Just to be clear what circuit I'm talking about:
I was considering Si2329DS which has a maximum Vgs of 0.8 V but diode voltage leaves it unusable.
edit:
So, I've been doing some research and I've found ideal diode controllers that enable me to use NMOS. I'm going to tell if I find something suitable
Best Answer
Did you see (and understand) Spehro Pefhany's comment? I take the liberty of turning it into an answer because that's also what I'd suggest.

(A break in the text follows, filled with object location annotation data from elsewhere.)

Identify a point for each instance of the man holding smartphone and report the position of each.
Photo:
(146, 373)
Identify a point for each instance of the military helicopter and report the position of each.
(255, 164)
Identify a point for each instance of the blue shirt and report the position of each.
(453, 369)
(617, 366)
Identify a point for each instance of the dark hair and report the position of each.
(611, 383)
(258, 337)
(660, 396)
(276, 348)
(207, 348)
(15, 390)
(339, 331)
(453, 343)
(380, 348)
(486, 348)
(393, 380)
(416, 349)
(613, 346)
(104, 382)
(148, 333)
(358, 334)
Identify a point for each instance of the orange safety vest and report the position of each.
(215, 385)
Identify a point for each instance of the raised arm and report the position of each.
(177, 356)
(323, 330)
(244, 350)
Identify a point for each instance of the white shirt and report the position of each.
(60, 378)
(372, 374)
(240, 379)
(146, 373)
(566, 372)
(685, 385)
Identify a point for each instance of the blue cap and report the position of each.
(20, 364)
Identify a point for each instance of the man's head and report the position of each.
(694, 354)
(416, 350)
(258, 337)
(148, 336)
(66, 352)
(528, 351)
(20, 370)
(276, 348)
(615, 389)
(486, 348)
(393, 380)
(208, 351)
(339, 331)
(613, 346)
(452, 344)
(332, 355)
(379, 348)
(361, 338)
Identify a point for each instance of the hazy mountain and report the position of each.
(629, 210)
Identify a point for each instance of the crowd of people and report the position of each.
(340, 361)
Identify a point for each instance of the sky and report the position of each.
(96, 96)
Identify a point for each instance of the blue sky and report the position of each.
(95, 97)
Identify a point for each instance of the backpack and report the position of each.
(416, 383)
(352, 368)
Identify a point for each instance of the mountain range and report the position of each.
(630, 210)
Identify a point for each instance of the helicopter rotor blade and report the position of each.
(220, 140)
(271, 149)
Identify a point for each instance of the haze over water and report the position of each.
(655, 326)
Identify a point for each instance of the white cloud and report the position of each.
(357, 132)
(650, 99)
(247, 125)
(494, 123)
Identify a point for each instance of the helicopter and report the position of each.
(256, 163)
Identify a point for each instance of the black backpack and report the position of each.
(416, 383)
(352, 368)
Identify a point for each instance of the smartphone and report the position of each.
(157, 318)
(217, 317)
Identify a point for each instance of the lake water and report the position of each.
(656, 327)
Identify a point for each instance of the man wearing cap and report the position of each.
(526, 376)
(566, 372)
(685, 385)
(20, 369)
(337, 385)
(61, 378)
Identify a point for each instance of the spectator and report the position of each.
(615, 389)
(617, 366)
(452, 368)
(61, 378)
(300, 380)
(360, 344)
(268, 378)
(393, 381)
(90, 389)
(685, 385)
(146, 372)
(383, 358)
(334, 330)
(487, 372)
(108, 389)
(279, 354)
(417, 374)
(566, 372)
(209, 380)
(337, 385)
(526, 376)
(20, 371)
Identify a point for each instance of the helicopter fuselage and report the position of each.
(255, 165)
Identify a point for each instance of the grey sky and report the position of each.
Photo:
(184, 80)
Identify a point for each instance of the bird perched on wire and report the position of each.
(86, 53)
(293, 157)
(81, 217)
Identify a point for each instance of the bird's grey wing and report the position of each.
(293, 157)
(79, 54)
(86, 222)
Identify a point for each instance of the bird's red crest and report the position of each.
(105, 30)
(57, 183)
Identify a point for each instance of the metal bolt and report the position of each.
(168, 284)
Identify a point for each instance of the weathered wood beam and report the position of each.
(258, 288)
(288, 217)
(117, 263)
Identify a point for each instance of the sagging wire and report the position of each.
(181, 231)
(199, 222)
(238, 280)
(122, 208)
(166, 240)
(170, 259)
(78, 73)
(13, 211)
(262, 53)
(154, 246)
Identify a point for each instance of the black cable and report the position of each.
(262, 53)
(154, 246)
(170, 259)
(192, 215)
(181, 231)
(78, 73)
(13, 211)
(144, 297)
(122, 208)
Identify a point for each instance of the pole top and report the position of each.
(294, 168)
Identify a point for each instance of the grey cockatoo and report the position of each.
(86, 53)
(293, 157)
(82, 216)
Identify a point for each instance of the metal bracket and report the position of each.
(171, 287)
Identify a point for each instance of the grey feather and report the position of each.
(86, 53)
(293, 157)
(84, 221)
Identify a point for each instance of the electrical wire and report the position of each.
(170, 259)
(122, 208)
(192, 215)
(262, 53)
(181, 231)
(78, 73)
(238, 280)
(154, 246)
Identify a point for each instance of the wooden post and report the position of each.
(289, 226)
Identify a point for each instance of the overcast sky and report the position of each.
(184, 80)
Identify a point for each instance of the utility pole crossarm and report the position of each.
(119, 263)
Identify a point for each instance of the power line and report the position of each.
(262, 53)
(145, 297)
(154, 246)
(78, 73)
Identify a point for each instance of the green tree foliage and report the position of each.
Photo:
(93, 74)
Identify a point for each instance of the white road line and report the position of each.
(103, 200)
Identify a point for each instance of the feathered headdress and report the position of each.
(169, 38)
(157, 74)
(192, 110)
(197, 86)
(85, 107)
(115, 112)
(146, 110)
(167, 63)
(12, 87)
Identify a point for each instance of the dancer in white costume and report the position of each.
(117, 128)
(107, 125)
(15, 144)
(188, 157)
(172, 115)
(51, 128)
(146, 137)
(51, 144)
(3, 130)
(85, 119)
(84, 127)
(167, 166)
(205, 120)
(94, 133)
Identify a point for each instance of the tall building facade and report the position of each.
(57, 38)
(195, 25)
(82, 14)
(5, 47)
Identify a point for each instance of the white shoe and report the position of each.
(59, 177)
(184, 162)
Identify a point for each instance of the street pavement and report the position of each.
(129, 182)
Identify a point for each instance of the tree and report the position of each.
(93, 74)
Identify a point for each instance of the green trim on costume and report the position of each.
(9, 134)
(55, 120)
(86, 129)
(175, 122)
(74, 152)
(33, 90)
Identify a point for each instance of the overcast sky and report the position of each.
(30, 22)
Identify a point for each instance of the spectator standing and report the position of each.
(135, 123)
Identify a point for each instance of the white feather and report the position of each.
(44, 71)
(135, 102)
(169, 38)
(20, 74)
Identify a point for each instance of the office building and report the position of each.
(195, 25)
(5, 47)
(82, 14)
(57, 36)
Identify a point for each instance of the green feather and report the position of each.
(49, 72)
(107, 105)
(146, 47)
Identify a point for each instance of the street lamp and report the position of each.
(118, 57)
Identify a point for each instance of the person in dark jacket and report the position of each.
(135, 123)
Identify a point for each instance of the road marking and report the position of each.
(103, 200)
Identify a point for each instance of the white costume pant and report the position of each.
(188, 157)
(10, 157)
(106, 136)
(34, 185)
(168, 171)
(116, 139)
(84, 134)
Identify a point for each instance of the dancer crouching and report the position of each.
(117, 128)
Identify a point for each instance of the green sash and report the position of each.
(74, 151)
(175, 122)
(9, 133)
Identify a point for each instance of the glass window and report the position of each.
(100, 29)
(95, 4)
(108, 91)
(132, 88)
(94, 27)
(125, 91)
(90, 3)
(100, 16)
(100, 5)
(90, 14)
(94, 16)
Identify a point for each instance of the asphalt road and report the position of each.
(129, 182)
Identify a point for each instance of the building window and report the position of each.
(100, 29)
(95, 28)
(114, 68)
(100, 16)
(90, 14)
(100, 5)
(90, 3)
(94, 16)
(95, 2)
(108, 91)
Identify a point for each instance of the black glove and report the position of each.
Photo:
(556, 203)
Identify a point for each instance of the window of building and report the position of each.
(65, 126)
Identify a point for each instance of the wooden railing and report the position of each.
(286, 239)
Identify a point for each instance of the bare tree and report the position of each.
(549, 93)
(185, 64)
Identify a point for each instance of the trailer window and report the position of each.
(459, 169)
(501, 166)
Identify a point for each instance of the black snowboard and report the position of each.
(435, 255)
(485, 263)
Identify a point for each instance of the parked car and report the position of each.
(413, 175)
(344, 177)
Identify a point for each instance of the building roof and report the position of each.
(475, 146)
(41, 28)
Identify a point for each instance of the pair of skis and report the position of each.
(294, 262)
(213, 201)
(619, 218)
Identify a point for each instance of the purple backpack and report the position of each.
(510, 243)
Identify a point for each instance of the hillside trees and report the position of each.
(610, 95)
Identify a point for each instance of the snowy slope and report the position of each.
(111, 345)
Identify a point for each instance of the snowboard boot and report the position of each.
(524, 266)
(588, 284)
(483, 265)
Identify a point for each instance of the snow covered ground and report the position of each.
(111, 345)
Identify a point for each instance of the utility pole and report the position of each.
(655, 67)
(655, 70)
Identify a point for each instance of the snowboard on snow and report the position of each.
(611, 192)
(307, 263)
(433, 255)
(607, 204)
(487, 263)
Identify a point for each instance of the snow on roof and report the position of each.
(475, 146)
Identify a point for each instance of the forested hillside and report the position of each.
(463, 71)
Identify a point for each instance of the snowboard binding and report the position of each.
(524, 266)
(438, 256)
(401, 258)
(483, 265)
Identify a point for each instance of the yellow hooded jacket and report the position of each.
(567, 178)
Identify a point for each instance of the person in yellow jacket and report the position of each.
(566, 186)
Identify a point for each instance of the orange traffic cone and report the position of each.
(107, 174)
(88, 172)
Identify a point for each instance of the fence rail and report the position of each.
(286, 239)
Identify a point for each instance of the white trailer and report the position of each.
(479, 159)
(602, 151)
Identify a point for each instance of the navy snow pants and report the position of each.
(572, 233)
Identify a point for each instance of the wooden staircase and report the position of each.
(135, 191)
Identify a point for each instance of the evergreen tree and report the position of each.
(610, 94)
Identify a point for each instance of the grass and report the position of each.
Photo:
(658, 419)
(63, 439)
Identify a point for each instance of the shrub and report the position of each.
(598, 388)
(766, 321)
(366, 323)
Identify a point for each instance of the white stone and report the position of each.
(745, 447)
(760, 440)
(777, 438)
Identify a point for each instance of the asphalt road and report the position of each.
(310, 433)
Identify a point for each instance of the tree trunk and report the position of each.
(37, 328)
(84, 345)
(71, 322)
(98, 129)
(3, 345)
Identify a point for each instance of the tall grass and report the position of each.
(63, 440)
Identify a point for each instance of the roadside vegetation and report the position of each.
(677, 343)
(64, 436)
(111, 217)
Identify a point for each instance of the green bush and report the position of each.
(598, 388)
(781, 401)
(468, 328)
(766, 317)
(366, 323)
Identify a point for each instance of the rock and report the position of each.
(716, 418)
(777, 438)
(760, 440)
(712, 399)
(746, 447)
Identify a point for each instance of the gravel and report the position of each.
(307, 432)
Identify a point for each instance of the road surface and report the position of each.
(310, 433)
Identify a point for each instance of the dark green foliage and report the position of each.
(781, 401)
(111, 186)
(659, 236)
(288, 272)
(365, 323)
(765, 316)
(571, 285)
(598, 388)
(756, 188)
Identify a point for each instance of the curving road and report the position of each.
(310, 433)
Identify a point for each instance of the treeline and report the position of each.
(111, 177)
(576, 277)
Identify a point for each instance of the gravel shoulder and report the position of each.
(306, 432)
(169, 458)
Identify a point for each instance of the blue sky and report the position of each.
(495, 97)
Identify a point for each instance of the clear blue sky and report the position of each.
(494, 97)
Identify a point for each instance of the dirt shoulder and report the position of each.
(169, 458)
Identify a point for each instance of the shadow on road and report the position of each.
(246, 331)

Add a diode in front of your circuit that shorts the voltage if the battery is reversed (=V2). In that case the (resettable) fuse will break the current flow. If the battery is not reversed (=V1) there is almost no voltage drop (only a small one across the fuse because it won't have 0 resistance):
simulate this circuit – Schematic created using CircuitLab
The diode must pass enough current at reversed polarity to deactivate the fuse. The fuse, of course, must be able to sustain enough current for supplying the circuit in normal operation but must blow/deactivate if the battery is shorted via the diode.